The counterintuitive finding at the center of the study
Most cognitive research benchmarks individuals against age-matched peers, which tends to reinforce the assumption that decline is the baseline expectation. By treating each brain as its own control, the researchers could pick up gains that population averages would smooth over. That methodological choice is what made the central finding visible: the lowest baseline scorers showed the largest improvements.
That pattern is worth sitting with. It suggests the people with the most ground to make up — those typically written off or who write themselves off — may have the most to gain from minimal intervention. It undercuts the idea that brain health investment is only worthwhile for people who are already doing well. It also flips the standard marketing pitch for cognitive products, which tends to target the worried-but-functional rather than the genuinely struggling.
The study's authors offer a reasonable explanation. Participants starting from a lower floor have more room to move, and as corresponding author Lori Cook, the center's director of clinical research, noted, they may also be more motivated because they came in with more preexisting concerns. But the mechanism matters less than the implication: a small daily investment produced the largest returns for the people conventional wisdom says are furthest gone.
The counterargument worth taking seriously
Skepticism is warranted, and the researchers say so themselves. The sample skewed white, female, and college-educated — the demographic most likely to opt into a multi-year brain health study run by a university research center. Whether the same pattern holds in populations facing chronic stress, food insecurity, less access to healthcare, or fewer hours of discretionary time is an open question the team has flagged directly.
There is also a selection effect built into any voluntary intervention. People who sign up for a three-year brain health project, and then actually stick with daily activities, are not a random slice of the population. They are people who already believe behavior can change outcomes — a belief that may itself drive results. The study found engagement was the strongest predictor of improvement, but engagement is partly a proxy for motivation, time, and resources.
None of that invalidates the central finding. It just narrows the claim. What the data supports is this: when people of any age put in five to 15 minutes a day of structured brain training, measurable improvement is possible — and the lowest scorers stand to gain the most. Whether the broader population can be brought to that level of engagement is a separate problem, one closer to public health than neuroscience.
Why this matters beyond the lab
The framing shift is the real story. Brain health should be treated less like dental hygiene — something you maintain — and more like a portfolio you can actively grow. That reframing has the biggest implications for the people furthest from the ideal.

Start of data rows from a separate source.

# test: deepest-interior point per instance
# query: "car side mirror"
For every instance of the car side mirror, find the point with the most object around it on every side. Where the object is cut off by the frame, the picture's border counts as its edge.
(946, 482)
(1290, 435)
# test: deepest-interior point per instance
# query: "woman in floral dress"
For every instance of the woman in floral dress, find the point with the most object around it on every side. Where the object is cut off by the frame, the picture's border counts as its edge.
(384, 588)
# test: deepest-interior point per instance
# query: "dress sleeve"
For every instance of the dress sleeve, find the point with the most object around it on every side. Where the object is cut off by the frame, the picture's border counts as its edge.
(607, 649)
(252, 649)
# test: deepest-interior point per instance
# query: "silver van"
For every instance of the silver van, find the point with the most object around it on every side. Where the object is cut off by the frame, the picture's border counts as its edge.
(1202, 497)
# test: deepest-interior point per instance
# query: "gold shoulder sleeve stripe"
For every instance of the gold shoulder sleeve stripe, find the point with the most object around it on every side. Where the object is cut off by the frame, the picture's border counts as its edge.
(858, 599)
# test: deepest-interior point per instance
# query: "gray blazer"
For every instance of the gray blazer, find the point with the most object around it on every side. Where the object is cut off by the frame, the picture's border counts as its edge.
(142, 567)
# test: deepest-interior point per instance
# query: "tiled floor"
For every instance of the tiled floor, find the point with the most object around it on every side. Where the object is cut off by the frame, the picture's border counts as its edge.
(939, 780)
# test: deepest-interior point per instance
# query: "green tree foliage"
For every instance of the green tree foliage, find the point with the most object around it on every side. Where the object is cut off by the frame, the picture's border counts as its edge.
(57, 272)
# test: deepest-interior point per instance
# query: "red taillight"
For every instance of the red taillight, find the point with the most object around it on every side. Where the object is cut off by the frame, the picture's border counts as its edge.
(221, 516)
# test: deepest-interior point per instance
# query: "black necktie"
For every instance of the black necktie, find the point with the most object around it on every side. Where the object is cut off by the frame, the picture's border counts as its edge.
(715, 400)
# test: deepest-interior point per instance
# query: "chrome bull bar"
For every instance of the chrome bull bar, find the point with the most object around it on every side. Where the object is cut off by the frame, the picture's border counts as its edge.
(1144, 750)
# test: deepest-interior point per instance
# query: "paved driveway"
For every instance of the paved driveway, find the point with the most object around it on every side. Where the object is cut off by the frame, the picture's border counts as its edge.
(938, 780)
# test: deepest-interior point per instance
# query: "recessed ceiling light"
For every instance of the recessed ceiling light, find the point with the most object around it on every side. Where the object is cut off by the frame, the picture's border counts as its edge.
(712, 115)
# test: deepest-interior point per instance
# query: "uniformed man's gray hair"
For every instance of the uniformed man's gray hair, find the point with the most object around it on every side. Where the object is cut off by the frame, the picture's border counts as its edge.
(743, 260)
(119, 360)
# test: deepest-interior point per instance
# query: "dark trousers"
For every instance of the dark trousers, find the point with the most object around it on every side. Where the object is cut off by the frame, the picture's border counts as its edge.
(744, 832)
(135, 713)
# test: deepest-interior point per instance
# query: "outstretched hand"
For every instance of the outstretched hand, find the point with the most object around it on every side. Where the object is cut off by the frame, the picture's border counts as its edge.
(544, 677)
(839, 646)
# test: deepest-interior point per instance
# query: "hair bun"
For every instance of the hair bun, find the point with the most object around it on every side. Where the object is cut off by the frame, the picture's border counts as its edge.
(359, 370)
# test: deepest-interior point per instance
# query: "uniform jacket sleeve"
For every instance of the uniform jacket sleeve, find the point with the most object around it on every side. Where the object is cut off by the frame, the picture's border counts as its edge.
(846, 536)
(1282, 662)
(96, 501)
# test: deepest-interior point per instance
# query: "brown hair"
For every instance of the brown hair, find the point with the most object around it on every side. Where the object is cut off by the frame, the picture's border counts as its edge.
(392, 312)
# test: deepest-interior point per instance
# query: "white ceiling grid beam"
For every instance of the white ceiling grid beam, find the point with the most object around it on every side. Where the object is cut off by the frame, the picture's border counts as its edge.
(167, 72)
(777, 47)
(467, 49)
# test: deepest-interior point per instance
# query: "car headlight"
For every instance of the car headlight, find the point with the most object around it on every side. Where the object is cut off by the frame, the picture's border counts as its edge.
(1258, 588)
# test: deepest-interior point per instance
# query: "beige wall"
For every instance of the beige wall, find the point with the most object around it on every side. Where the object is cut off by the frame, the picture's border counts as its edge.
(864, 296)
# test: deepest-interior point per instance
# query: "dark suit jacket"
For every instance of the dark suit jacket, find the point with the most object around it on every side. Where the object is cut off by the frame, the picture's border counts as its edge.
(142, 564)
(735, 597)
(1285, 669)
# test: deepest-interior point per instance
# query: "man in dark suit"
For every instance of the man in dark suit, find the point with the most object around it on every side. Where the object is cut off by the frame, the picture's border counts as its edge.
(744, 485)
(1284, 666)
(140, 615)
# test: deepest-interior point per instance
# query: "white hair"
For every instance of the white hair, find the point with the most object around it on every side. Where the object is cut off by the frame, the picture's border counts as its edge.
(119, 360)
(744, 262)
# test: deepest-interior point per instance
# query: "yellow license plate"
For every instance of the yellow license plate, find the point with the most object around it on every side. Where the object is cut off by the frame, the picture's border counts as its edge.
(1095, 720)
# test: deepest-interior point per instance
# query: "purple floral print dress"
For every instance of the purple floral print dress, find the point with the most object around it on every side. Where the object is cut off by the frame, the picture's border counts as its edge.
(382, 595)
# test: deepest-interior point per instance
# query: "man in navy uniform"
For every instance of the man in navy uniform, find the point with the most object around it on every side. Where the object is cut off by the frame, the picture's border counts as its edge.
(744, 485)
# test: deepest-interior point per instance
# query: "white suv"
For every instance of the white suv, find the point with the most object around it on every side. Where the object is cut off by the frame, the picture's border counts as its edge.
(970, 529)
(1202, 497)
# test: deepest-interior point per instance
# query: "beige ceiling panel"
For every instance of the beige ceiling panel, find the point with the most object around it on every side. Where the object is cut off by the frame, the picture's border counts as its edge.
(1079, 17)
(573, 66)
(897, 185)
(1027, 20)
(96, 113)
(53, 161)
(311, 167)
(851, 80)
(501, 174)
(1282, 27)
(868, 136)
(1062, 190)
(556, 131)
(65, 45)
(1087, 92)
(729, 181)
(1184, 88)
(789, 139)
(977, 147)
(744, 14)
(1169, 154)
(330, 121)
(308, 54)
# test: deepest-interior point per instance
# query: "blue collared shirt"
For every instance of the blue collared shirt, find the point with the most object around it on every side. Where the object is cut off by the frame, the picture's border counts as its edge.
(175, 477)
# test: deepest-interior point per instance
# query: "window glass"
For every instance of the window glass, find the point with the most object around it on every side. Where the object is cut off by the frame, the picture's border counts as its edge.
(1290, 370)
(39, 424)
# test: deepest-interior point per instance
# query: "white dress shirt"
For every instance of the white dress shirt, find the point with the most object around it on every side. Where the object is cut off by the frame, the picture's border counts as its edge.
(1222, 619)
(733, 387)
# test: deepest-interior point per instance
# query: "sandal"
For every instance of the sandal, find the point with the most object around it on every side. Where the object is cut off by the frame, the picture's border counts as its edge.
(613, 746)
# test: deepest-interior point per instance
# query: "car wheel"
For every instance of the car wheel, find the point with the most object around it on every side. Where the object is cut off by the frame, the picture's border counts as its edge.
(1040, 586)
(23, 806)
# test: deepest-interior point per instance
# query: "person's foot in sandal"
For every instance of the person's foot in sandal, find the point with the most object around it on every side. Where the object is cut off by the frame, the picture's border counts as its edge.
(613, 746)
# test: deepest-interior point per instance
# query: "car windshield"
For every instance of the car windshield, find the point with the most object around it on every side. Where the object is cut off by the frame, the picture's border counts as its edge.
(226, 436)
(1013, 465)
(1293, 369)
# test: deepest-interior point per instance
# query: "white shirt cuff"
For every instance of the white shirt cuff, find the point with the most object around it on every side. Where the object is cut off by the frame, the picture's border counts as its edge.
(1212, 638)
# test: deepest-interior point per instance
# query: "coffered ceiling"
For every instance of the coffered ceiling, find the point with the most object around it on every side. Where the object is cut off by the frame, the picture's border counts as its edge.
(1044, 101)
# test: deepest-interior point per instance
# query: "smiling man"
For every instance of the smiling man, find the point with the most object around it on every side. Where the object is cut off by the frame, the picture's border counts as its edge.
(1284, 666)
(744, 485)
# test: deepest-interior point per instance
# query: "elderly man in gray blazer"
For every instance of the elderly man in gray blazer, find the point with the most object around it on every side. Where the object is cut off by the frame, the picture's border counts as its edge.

The dominant public conversation about cognitive aging is fear-based. Marketing for supplements, brain-training apps, and memory programs tends to lead with what you stand to lose, and it tends to aim at people who are still high-functioning enough to be afraid of falling. Reframing reverses both the pitch and the audience: this is about what can still be built, and the people with the most to build are often the ones who have been counted out. Fear tends to paralyze. Agency tends to mobilize. As senior author Sandra Bond Chapman, the center's chief director, put it, "our brain is not defined by age — it is defined by possibility."
What happens next
Longitudinal work in this area will continue, with particular attention to expanding demographic representation. Current samples limit how confidently findings can be generalized, and the researchers say they are actively working to reach communities historically underrepresented in cognitive research. Imaging studies, with a growing dataset of brain scans tied to behavioral scores, will likely produce a second wave of findings on the neural correlates of change.
For the curious reader, the practical takeaway is small and useful. Five to 15 minutes a day is a low threshold by any standard — lower than most exercise prescriptions, lower than most meditation programs, lower than the time the average adult spends scrolling before bed. The underlying principle does not require proprietary tools. Reading something difficult, learning an instrument, having a real conversation, sleeping well, paying attention on purpose — these are the same levers, dressed differently.
The most useful thing emerging research does is dismantle a piece of received wisdom that has quietly shaped how millions of people relate to their own minds after 50. Decline is not the default setting. It's one possible trajectory among several, and the variable that seems to matter most is whether someone shows up for the work — especially the people who assumed the work was no longer worth doing.